Thanksgiving: ‘Tis the season for a cyberattack

HSBC had already announced earlier this year that it intended to restructure its US retail and small business operations – Copyright GETTY IMAGES NORTH AMERICA/AFP/File Andrew Burton

Cybersecurity risks are becoming more sophisticated, and this includes focusing on specific events, often those that resonate with the public, targeted around public holidays.

A case in point is when the company Ferrara Candy Company (a subsidiary of the Ferrero Group) suffered a ransomware attack this month that led to delays for sweet (‘candy’) delivery leading up to Halloween.

With the attack, “Upon discovery, we immediately responded to secure all systems and commence an investigation into the nature and scope of this incident,” the sweet treat firm said in a statement. “Ferrara is cooperating with law enforcement and our technical team is working closely with third-party specialists to fully restore impacted systems as expeditiously and as safely as possible.”

However, what is more interesting is the form and timing of the cyberattack. With this particular attack, Gary Ogasawara, CTO, Cloudian explains that this type of attack shows that rogue actors are moving toward shaving specific firms in their site and they have a seasonal calendar in mind when planning their attacks.

Here v explains: “Cybercriminals are getting smarter about whom they target and when. For businesses that rely on certain seasons for a big portion of their sales, an attack like this could have a huge negative impact because of the limited time they have to recover.”

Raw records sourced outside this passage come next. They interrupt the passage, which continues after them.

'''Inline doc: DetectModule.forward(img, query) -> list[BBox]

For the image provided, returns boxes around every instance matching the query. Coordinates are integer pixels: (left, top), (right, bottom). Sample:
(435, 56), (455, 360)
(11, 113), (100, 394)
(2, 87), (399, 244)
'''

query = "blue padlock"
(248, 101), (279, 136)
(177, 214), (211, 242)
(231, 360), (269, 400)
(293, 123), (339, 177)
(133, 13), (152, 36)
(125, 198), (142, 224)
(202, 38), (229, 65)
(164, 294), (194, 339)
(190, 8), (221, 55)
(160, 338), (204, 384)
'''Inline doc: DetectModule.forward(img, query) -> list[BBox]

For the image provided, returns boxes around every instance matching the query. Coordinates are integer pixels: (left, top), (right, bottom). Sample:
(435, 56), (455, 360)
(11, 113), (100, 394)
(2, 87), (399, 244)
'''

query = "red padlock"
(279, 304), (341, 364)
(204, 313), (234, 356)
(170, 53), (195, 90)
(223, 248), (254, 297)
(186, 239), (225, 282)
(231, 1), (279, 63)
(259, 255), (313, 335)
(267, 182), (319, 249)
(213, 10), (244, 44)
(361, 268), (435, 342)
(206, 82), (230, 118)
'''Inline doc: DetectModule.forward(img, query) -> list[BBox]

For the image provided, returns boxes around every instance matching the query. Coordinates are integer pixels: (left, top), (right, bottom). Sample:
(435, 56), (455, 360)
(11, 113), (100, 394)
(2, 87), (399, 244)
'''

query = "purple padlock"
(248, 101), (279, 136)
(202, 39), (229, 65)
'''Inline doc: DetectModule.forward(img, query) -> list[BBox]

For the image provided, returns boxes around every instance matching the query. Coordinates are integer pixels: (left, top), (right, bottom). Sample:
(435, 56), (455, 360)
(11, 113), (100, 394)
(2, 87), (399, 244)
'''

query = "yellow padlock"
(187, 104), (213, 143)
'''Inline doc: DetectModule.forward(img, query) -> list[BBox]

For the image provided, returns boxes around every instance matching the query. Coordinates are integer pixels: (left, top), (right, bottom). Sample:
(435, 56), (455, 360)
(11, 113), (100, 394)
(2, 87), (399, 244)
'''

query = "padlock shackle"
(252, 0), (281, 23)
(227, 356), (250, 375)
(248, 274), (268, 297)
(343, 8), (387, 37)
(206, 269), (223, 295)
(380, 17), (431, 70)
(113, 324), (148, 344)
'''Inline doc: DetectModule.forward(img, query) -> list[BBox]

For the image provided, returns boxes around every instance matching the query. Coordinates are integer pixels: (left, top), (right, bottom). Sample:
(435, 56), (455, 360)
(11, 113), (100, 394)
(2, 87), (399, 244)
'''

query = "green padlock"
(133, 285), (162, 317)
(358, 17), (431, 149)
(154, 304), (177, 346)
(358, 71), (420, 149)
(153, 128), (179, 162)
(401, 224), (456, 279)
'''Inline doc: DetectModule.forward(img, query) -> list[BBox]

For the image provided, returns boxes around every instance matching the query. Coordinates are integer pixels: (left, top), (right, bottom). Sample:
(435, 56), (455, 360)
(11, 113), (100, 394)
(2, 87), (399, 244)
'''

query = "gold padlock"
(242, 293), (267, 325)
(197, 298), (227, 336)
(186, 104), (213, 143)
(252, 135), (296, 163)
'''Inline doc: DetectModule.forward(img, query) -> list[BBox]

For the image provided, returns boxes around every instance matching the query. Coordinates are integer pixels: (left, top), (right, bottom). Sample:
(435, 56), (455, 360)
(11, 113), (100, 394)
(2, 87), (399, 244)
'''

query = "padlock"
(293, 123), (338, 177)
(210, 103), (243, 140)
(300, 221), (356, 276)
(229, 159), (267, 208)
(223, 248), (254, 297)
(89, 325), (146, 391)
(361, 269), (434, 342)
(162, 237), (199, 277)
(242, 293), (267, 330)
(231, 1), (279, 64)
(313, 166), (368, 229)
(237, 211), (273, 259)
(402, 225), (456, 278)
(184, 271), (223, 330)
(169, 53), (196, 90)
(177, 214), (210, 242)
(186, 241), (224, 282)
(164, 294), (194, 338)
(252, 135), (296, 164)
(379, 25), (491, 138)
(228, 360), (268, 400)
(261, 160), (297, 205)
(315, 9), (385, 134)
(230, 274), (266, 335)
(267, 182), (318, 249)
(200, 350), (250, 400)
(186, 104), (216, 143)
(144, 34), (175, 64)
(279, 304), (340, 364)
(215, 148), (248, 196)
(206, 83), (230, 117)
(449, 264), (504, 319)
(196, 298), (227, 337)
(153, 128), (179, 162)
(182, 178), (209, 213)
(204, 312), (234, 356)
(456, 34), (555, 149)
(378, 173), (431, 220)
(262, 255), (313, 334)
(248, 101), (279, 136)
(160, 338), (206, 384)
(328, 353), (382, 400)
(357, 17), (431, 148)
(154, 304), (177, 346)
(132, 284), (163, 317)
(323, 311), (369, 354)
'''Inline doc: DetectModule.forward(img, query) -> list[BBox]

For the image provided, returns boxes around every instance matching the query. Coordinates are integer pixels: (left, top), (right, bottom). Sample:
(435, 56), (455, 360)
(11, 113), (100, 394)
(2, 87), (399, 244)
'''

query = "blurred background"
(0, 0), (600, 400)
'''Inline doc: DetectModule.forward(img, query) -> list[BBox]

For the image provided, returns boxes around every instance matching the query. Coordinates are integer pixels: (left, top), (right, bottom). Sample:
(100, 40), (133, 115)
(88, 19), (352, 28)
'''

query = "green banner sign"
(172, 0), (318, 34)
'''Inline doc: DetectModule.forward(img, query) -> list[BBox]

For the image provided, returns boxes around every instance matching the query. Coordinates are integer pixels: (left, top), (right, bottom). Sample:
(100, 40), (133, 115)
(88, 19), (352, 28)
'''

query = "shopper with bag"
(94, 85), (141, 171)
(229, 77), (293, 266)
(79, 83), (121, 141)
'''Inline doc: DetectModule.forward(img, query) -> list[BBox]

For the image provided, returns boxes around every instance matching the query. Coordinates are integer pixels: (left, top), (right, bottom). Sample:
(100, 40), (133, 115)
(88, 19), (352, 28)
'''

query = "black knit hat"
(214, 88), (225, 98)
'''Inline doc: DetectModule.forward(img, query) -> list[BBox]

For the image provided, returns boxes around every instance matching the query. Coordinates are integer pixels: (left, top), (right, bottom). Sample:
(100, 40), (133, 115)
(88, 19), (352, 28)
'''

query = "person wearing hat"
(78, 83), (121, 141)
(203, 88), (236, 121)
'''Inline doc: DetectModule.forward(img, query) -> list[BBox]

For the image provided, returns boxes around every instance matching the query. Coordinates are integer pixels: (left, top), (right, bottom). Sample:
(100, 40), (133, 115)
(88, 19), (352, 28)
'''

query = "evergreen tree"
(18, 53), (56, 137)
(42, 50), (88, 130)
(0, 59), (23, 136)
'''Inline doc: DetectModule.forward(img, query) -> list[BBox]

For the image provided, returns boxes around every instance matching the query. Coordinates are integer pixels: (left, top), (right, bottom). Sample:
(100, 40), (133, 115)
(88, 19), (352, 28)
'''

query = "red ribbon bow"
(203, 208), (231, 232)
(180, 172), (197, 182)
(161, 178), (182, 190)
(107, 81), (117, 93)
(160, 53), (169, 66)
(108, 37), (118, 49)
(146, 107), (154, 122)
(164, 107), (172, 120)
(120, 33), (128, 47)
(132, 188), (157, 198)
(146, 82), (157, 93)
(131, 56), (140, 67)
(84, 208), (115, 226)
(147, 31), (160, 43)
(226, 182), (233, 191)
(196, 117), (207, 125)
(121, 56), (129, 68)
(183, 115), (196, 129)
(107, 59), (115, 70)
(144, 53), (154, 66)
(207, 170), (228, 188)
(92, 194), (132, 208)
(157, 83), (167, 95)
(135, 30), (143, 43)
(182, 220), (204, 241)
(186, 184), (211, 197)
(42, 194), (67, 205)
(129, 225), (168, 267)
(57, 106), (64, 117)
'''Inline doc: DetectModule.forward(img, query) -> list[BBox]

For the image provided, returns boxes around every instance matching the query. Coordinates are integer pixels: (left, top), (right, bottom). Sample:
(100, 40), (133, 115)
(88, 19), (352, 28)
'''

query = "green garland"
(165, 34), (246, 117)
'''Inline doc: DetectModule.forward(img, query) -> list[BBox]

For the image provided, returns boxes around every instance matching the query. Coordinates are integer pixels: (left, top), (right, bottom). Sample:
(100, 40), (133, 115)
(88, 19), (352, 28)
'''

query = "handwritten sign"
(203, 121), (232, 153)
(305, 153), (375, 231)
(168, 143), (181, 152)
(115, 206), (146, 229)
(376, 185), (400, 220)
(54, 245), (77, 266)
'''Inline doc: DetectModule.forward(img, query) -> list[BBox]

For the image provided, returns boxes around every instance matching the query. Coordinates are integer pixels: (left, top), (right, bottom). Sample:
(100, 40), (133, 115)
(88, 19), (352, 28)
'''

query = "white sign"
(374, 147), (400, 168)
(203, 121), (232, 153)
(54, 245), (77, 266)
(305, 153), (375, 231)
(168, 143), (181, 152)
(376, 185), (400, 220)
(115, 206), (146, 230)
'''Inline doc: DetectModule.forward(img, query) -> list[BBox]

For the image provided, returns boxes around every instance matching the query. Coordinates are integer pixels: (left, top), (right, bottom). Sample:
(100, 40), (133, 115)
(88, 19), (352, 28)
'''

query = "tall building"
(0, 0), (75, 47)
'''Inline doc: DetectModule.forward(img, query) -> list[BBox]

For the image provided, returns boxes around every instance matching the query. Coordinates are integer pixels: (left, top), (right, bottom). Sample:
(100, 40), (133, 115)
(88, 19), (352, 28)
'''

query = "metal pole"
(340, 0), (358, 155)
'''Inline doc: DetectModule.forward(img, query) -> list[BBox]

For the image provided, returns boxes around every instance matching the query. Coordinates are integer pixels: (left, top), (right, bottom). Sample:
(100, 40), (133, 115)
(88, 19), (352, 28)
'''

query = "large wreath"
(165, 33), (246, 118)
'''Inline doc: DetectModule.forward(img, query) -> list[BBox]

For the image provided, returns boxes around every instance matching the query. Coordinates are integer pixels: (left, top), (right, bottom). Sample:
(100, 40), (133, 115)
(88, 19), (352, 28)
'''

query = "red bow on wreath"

Not all of tech has caught onto the changing landscape. Ogasawara says: “Unfortunately, many security experts continue to focus on increased perimeter security and other traditional defenses as the solution, despite these measures having proven ineffective time and time again.”

This means a new way of working is needed, in the form of a “comprehensive cybersecurity strategy”. According to Ogasawara this is a strategy “That should assume that ransomware will get in and put greater attention on being able to recover quickly and easily without paying the ransom.”

As to what should be at the heart of a robust strategy, Ogasawara states: “The best way to ensure such recovery is having an immutable (unchangeable) data backup copy.”

In doing so, the Chief Technology Officer notes: “This prevents cybercriminals from altering or deleting the data, enabling victims to quickly restore an uninfected copy of their data and resume operations. In addition, data should be encrypted so that criminals can’t read or publish sensitive data in any intelligible form, thereby eliminating the other aspect of ransomware extortion.”

Ogasawara’s advice is timely as the next round of public holidays approaches, especially the Thanksgiving and Christmas periods.